Selmân-ı Fârisî (r.a.) anlatıyor: “Resûlullâh (s.a.v.) bana:
“Bana buğzetme, dînini terketmiş olursun!” buyurdular. Ben:
“Ey Allah’ın Resulü, ben size nasıl buğzederim? Allah hidâyeti bana sizin elinizden ulaştırdı” dedim.
“Arab’a buğzedersin, böylece bana buğzetmiş olursun” buyurdular.” (Tirmizî, Menâkıb)
Osman ibn-i Affân (r.a.) anlatıyor: Resûlullâh (s.a.v.) buyurdular ki:
“Kim Arab’ı aldatırsa şefaatime giremez ve sevgim de ona Ulaşmaz.” (Tirmizî, Menâkıb)
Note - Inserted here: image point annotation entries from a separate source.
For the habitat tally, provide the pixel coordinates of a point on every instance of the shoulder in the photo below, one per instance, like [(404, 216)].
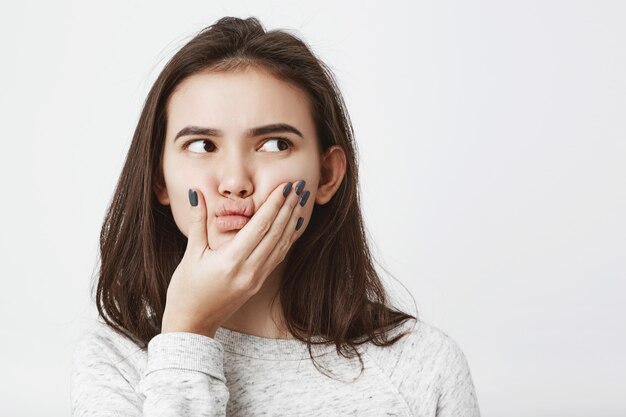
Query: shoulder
[(100, 348), (429, 370), (425, 351)]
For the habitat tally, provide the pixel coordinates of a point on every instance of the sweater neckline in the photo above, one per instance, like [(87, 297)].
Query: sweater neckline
[(258, 347)]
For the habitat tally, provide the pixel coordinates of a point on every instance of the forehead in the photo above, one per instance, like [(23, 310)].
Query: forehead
[(236, 101)]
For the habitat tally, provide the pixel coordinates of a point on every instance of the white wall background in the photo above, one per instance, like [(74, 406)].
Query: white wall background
[(492, 137)]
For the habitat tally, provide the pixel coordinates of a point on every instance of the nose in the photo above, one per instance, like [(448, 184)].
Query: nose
[(235, 179)]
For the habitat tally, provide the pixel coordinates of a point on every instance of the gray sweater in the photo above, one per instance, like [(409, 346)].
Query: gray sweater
[(237, 374)]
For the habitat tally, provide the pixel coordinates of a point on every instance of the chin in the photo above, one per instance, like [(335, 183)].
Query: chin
[(221, 238)]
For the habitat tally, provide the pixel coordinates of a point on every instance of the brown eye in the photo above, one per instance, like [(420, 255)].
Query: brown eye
[(207, 146), (276, 144)]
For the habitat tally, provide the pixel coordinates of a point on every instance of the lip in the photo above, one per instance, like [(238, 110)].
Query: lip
[(233, 214), (226, 223)]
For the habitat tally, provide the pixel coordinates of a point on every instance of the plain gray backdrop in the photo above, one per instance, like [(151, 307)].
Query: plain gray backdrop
[(492, 144)]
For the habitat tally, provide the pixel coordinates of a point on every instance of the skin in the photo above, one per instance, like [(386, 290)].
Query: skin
[(237, 167)]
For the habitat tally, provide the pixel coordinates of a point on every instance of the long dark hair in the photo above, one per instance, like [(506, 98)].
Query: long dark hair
[(341, 299)]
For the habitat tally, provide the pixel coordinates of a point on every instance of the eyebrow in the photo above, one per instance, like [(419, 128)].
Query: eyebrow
[(255, 131)]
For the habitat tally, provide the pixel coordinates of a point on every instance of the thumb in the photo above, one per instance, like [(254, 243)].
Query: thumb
[(197, 240)]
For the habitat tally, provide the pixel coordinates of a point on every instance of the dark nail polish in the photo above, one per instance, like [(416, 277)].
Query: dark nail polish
[(300, 186), (304, 198), (193, 197), (287, 189)]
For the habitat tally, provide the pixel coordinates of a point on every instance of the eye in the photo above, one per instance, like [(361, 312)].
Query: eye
[(207, 146), (277, 144)]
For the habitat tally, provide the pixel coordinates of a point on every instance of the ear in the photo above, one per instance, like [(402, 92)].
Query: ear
[(332, 171), (161, 193)]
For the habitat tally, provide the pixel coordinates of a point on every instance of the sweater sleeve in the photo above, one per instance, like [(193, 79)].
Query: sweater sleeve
[(457, 395), (184, 376)]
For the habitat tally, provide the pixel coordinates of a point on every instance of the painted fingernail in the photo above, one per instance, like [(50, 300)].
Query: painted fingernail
[(193, 197), (300, 186), (304, 198), (287, 189)]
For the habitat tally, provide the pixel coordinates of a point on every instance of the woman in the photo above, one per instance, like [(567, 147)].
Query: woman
[(234, 259)]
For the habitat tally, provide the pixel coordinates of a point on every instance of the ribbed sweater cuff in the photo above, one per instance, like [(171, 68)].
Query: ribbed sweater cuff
[(183, 350)]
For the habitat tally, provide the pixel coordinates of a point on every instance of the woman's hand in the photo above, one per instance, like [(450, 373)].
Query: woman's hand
[(208, 286)]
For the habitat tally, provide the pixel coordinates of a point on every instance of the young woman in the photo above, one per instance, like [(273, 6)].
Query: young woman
[(234, 260)]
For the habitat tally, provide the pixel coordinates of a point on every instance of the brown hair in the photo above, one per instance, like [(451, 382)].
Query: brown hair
[(342, 299)]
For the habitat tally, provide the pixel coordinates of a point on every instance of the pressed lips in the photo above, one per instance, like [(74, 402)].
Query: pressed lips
[(233, 215)]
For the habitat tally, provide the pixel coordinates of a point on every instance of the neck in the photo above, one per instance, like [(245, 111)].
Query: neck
[(258, 316)]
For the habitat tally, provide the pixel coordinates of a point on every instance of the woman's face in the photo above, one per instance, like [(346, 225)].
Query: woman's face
[(234, 162)]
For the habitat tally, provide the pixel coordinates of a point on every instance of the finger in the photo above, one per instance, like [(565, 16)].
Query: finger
[(294, 226), (197, 241), (253, 232), (272, 239)]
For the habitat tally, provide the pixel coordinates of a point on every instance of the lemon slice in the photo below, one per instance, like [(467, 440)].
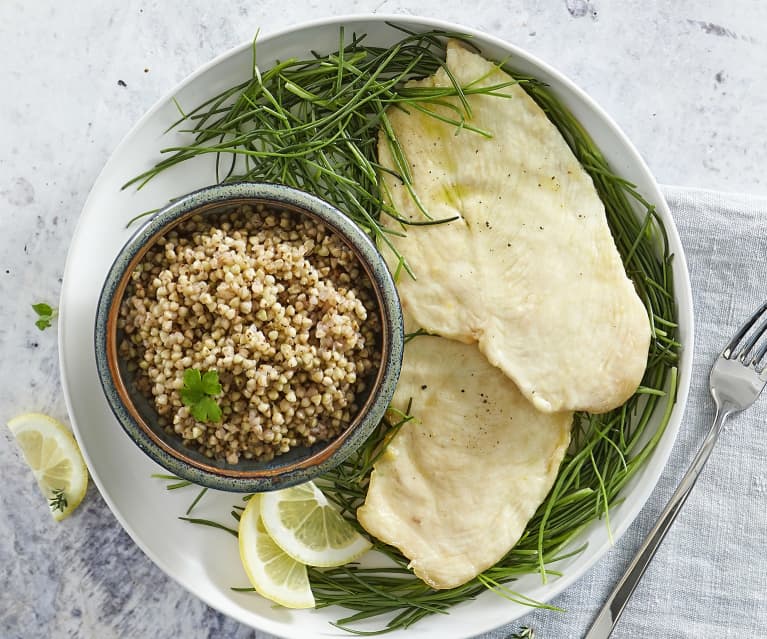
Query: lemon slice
[(273, 573), (54, 457), (302, 522)]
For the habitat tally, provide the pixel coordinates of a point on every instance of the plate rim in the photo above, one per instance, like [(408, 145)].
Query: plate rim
[(683, 291)]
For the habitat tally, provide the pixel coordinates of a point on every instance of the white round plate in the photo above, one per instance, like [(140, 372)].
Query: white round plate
[(206, 561)]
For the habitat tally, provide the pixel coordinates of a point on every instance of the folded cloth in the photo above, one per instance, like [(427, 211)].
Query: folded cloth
[(709, 578)]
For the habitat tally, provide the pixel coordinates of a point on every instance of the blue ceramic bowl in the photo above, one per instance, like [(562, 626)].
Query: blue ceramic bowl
[(136, 412)]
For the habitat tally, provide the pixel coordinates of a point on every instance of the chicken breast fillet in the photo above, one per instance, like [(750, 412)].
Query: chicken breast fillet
[(456, 487), (529, 270)]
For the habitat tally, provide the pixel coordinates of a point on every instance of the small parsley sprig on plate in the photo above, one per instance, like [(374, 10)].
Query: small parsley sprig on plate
[(198, 393), (45, 313), (58, 501)]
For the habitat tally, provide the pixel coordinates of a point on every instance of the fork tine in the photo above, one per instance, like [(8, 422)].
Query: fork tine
[(760, 354), (745, 351), (727, 352)]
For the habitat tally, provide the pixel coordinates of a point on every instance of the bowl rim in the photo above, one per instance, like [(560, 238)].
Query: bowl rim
[(481, 617), (322, 456)]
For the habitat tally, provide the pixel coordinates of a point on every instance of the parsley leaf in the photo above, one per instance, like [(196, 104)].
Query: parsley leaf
[(58, 501), (198, 393), (45, 313)]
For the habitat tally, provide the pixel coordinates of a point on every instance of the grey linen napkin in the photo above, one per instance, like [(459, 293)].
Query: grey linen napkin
[(709, 578)]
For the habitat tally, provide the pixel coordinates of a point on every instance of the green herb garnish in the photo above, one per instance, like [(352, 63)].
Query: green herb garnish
[(198, 393), (314, 124), (58, 501), (45, 313)]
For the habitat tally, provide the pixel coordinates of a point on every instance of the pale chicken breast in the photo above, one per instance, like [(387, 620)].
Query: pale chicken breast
[(456, 487), (530, 270)]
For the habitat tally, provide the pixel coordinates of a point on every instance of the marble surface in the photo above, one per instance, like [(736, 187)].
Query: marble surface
[(686, 81)]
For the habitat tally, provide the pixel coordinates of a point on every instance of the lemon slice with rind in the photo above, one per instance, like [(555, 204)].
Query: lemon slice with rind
[(307, 527), (274, 574), (54, 457)]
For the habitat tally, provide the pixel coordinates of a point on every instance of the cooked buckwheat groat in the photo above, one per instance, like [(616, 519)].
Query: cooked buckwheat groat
[(275, 303)]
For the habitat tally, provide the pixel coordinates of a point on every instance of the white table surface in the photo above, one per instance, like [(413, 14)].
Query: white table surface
[(686, 80)]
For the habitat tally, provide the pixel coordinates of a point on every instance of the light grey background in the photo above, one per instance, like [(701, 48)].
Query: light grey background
[(686, 80)]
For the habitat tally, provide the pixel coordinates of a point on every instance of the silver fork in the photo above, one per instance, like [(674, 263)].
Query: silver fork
[(737, 378)]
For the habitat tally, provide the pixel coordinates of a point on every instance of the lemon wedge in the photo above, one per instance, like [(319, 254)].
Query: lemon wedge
[(273, 573), (308, 528), (54, 457)]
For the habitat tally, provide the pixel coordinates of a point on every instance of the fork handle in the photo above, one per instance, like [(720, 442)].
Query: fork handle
[(613, 608)]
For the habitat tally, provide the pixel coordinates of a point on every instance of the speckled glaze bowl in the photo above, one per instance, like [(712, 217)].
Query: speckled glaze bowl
[(136, 413)]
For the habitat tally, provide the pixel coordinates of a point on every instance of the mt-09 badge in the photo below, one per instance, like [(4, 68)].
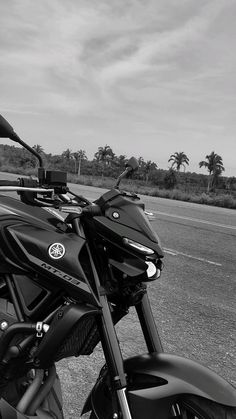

Bu iki Hadîs, Arab milletine karşı kötü his beslemenin tehlikesine dikkat çekmektedir. Müslümanlar kardeştirler, birbirlerini sevecekler, aralarında buğz ve düşmanlığa yer vermeyecekler, birbirlerini aldatmayacaklar. Müslümanlar arasında bunlar haram olmakla birlikte, Arablara karşı yapılması daha büyük bir günâhı gerektirmektedir. Zîra Resûlullâh da Arab’dır. Şu hâlde meşû bir sebeb olmadan Arab’a karşı alınan tavır islâm’a karşı alınmış bir tavırdır, ikinci Hadîs böyle bir durumda kişinin kalbinde Resul (s.a.v.) sevgisinin hâsıl olmayacağını, dolayısıyla da Resûlullâh (s.a.v.)’in kendisini sevmeyeceğini haber vermektedir. Bunlar bir Mü’min için felâkettir.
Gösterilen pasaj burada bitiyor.